Pesquisadores brasileiros incorporam flutuações quânticas ao conceito da entropia


A termodinâmica clássica nasceu, na primeira metade do século XIX, no rastro da revolução industrial, voltada para a otimização de máquinas e motores e focada no cálculo de grandezas como trabalho útil, energia dissipada e eficiência. De acordo com a segunda lei da termodinâmica, a energia mecânica pode ser completamente convertida em energia térmica, mas a energia térmica não pode ser completamente convertida em energia mecânica. Dessa assimetria, que impõe um sentido aos processos materiais e por decorrência à linha do tempo (que escoaria rumo a configurações de energia cada vez menos organizadas), surgiu, com o físico alemão Rudolf Clausius (1822 – 1888), o conceito de entropia, que se refere à parcela do calor que não pode mais ser transformada em trabalho, e, portanto, ao grau de irreversibilidade do sistema.
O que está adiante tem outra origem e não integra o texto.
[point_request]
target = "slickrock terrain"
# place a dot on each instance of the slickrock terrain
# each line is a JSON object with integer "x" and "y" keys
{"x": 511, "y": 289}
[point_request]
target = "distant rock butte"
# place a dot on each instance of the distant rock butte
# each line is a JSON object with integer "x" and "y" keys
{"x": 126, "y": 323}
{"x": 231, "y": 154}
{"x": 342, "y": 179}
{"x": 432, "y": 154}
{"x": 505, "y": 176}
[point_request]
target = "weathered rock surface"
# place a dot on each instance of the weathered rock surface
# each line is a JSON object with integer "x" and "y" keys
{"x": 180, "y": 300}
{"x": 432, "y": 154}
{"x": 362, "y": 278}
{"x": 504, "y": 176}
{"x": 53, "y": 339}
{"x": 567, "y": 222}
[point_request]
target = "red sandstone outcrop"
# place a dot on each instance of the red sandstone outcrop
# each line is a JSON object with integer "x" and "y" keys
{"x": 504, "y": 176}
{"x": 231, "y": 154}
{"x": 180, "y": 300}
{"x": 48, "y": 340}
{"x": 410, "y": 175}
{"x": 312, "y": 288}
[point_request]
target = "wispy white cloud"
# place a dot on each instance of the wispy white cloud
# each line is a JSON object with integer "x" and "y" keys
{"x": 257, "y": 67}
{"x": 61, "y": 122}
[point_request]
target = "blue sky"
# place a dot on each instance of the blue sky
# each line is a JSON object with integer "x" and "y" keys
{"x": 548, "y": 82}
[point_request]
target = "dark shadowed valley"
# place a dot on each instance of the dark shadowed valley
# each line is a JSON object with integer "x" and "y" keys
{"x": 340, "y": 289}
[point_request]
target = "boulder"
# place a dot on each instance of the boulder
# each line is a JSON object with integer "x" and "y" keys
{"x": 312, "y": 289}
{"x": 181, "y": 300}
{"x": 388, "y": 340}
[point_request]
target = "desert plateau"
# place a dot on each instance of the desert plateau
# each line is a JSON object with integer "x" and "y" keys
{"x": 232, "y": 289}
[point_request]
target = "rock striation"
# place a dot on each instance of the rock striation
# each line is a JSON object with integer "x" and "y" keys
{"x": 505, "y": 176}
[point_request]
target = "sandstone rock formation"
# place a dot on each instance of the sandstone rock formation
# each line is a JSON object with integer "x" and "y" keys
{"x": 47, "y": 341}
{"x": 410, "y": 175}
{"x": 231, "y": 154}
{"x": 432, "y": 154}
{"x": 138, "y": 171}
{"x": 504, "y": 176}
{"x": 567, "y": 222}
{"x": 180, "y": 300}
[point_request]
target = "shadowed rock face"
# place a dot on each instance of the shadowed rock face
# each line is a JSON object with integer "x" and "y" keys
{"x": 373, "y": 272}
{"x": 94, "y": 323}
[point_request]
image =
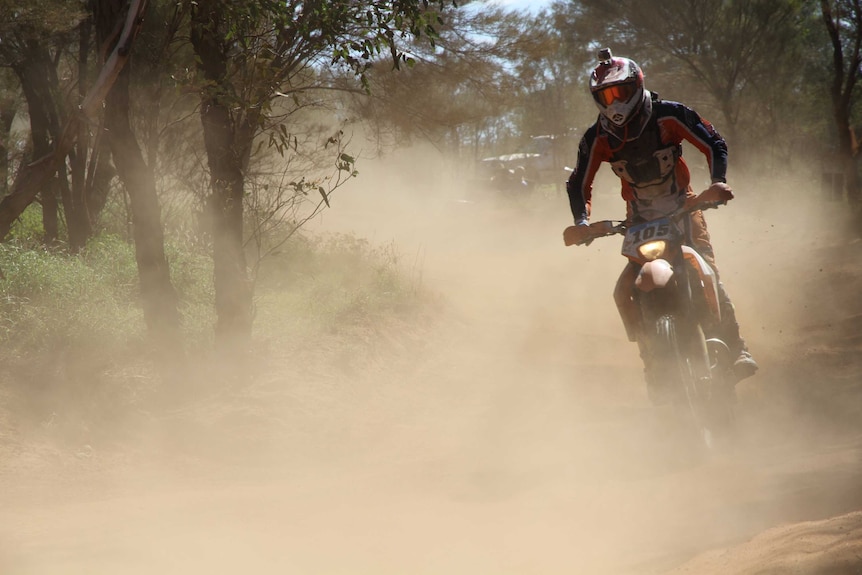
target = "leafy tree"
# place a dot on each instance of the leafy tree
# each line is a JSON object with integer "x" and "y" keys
{"x": 157, "y": 292}
{"x": 843, "y": 21}
{"x": 250, "y": 53}
{"x": 730, "y": 48}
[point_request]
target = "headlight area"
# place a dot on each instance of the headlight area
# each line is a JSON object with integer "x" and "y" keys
{"x": 652, "y": 250}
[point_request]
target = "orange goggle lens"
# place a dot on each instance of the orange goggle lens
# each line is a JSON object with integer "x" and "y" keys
{"x": 611, "y": 94}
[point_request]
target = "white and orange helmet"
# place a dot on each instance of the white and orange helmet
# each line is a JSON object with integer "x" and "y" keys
{"x": 617, "y": 86}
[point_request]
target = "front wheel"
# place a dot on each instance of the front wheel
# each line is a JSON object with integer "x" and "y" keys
{"x": 694, "y": 378}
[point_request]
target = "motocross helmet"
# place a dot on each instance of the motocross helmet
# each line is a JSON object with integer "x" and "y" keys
{"x": 617, "y": 86}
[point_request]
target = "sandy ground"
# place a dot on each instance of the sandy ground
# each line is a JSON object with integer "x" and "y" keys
{"x": 507, "y": 431}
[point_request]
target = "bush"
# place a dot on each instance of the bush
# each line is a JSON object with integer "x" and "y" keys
{"x": 333, "y": 281}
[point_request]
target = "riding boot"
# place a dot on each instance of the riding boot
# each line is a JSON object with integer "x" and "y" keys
{"x": 744, "y": 365}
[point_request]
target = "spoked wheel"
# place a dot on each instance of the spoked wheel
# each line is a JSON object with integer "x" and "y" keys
{"x": 701, "y": 396}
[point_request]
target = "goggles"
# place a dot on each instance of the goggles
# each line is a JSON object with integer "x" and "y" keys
{"x": 611, "y": 94}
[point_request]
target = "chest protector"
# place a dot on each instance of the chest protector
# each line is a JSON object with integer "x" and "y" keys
{"x": 646, "y": 161}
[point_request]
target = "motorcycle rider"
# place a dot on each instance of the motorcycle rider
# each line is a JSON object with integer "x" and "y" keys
{"x": 640, "y": 136}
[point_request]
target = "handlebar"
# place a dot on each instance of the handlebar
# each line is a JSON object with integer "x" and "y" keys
{"x": 584, "y": 235}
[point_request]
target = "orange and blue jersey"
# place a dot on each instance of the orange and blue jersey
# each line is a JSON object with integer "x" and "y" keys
{"x": 654, "y": 175}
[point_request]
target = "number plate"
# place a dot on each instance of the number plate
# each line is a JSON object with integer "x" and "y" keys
{"x": 660, "y": 229}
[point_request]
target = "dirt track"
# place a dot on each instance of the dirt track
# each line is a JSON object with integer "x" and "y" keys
{"x": 510, "y": 433}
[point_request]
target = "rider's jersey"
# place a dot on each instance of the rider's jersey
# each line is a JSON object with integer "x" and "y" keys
{"x": 654, "y": 176}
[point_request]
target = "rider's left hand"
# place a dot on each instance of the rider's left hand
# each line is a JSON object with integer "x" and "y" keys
{"x": 577, "y": 235}
{"x": 717, "y": 193}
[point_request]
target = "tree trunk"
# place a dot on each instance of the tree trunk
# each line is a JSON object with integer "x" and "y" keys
{"x": 35, "y": 72}
{"x": 31, "y": 178}
{"x": 157, "y": 292}
{"x": 7, "y": 115}
{"x": 233, "y": 288}
{"x": 78, "y": 222}
{"x": 226, "y": 146}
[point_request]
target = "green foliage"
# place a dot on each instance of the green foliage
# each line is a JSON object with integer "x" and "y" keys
{"x": 334, "y": 282}
{"x": 52, "y": 302}
{"x": 27, "y": 229}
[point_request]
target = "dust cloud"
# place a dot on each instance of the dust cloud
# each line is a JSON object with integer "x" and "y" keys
{"x": 505, "y": 431}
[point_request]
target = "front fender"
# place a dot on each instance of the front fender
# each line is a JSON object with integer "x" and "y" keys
{"x": 654, "y": 275}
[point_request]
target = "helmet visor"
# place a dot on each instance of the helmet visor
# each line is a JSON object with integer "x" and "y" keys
{"x": 609, "y": 95}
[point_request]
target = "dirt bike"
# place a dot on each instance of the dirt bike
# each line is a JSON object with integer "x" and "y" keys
{"x": 676, "y": 300}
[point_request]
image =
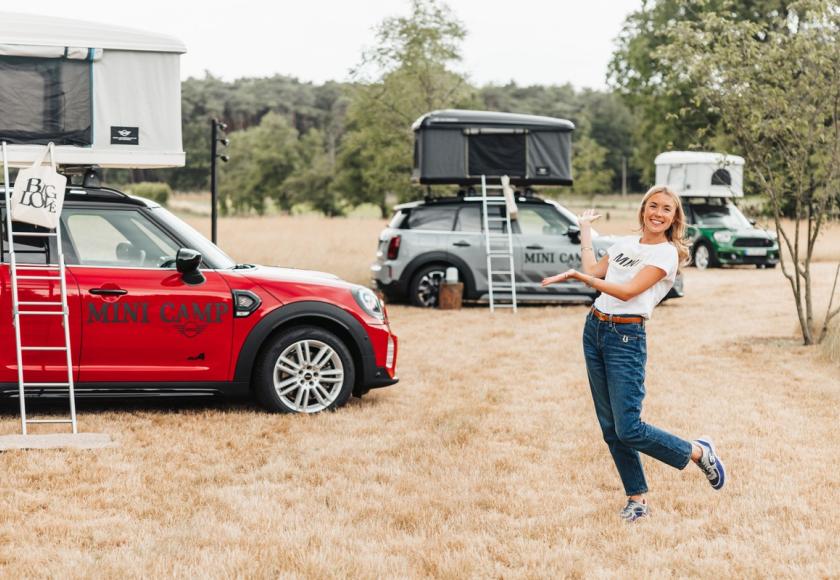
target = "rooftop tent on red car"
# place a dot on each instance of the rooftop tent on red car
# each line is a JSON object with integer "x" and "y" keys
{"x": 459, "y": 146}
{"x": 105, "y": 95}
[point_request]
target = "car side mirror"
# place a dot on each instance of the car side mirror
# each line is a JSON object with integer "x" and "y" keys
{"x": 187, "y": 262}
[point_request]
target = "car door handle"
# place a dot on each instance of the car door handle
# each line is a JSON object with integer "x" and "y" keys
{"x": 108, "y": 291}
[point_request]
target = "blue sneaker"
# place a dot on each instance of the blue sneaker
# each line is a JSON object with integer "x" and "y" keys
{"x": 710, "y": 463}
{"x": 634, "y": 510}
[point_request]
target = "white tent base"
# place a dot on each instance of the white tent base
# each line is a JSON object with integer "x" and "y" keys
{"x": 56, "y": 441}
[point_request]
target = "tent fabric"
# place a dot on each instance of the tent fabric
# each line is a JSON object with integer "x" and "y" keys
{"x": 549, "y": 155}
{"x": 126, "y": 113}
{"x": 457, "y": 147}
{"x": 37, "y": 30}
{"x": 68, "y": 52}
{"x": 440, "y": 152}
{"x": 673, "y": 157}
{"x": 701, "y": 174}
{"x": 496, "y": 155}
{"x": 43, "y": 100}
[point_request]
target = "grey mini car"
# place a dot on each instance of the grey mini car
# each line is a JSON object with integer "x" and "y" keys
{"x": 425, "y": 237}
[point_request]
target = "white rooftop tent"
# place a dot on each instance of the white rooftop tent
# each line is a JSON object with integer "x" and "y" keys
{"x": 106, "y": 95}
{"x": 701, "y": 174}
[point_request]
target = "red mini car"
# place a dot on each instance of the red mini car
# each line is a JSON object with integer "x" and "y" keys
{"x": 156, "y": 309}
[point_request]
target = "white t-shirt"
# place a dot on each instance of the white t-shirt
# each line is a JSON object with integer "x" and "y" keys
{"x": 627, "y": 258}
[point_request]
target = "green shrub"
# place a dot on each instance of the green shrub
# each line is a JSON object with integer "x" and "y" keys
{"x": 156, "y": 191}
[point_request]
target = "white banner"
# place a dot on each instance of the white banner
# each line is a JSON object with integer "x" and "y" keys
{"x": 39, "y": 193}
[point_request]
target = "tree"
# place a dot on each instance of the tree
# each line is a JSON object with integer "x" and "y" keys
{"x": 312, "y": 181}
{"x": 776, "y": 89}
{"x": 404, "y": 76}
{"x": 261, "y": 158}
{"x": 666, "y": 112}
{"x": 589, "y": 168}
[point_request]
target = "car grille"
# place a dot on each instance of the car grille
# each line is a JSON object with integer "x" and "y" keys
{"x": 752, "y": 243}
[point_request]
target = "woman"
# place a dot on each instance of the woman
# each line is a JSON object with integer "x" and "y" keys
{"x": 636, "y": 273}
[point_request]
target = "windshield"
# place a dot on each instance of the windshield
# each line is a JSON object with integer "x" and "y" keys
{"x": 726, "y": 216}
{"x": 212, "y": 255}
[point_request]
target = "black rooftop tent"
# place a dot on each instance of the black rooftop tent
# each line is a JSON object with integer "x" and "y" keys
{"x": 458, "y": 147}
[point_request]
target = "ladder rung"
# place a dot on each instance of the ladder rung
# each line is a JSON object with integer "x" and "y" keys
{"x": 34, "y": 234}
{"x": 46, "y": 384}
{"x": 43, "y": 348}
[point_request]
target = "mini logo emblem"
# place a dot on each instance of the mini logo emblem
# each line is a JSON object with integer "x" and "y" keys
{"x": 190, "y": 329}
{"x": 125, "y": 135}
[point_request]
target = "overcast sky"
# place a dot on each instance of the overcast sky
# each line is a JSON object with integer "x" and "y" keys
{"x": 527, "y": 41}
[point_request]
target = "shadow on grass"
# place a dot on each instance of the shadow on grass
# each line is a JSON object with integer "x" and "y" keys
{"x": 10, "y": 408}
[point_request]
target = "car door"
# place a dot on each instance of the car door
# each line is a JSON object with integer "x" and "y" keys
{"x": 467, "y": 243}
{"x": 141, "y": 322}
{"x": 37, "y": 331}
{"x": 545, "y": 248}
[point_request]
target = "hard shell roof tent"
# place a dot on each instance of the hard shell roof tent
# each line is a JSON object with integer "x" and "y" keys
{"x": 458, "y": 147}
{"x": 701, "y": 174}
{"x": 105, "y": 95}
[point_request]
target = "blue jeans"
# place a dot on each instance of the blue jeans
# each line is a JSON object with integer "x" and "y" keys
{"x": 615, "y": 362}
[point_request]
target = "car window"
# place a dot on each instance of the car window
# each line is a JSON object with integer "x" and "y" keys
{"x": 727, "y": 216}
{"x": 541, "y": 220}
{"x": 432, "y": 218}
{"x": 118, "y": 238}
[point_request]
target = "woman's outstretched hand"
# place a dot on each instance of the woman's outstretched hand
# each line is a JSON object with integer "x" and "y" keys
{"x": 567, "y": 275}
{"x": 588, "y": 216}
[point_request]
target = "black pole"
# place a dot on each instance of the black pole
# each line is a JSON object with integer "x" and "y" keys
{"x": 215, "y": 127}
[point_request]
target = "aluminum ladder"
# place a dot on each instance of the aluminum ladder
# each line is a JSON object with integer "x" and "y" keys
{"x": 55, "y": 272}
{"x": 499, "y": 247}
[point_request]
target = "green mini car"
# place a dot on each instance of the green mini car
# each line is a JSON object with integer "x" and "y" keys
{"x": 721, "y": 235}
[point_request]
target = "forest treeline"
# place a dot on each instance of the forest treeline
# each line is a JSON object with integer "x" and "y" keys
{"x": 336, "y": 145}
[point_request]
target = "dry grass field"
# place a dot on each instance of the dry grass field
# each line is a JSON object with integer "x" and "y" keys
{"x": 484, "y": 461}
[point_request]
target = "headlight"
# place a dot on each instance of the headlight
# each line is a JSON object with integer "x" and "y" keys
{"x": 369, "y": 302}
{"x": 723, "y": 236}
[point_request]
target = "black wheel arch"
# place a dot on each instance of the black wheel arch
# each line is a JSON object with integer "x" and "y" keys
{"x": 310, "y": 313}
{"x": 439, "y": 258}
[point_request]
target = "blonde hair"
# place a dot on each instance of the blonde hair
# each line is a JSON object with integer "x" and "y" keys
{"x": 675, "y": 233}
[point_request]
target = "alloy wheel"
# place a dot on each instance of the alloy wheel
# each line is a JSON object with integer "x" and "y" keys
{"x": 428, "y": 287}
{"x": 308, "y": 376}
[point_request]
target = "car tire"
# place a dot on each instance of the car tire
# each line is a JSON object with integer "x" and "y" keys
{"x": 304, "y": 370}
{"x": 425, "y": 285}
{"x": 703, "y": 256}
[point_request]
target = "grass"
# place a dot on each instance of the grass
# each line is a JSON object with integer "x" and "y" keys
{"x": 484, "y": 461}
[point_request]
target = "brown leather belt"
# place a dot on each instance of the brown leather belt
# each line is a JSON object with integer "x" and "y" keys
{"x": 616, "y": 318}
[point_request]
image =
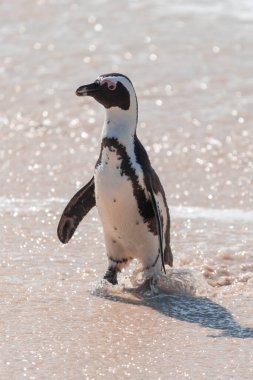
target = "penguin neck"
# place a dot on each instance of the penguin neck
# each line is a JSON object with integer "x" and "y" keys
{"x": 121, "y": 124}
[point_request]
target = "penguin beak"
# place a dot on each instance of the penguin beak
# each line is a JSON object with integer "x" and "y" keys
{"x": 88, "y": 89}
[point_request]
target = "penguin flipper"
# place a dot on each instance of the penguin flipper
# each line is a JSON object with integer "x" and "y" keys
{"x": 158, "y": 222}
{"x": 81, "y": 203}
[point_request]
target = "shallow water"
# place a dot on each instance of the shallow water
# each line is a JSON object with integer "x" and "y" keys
{"x": 191, "y": 64}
É possível estender os conceitos macroscópicos da termodinâmica à escala atômica ou subatômica? O que mudaria se fosse construído um motor com um único átomo? Como as leis termodinâmicas seriam afetadas pela mecânica quântica? Estas foram as cogitações que nortearam o artigo The Wigner entropy production rate, de autoria dos pesquisadores brasileiros Jader Pereira dos Santos (Universidade Federal do ABC), Gabriel Teixeira Landi (Universidade de São Paulo) e Mauro Paternostro (Queen’s University Belfast, Reino Unido), publicado, sob a rubrica “Editors' Suggestion” (“Sugestão dos Editores”), na revista Physical Review Letters.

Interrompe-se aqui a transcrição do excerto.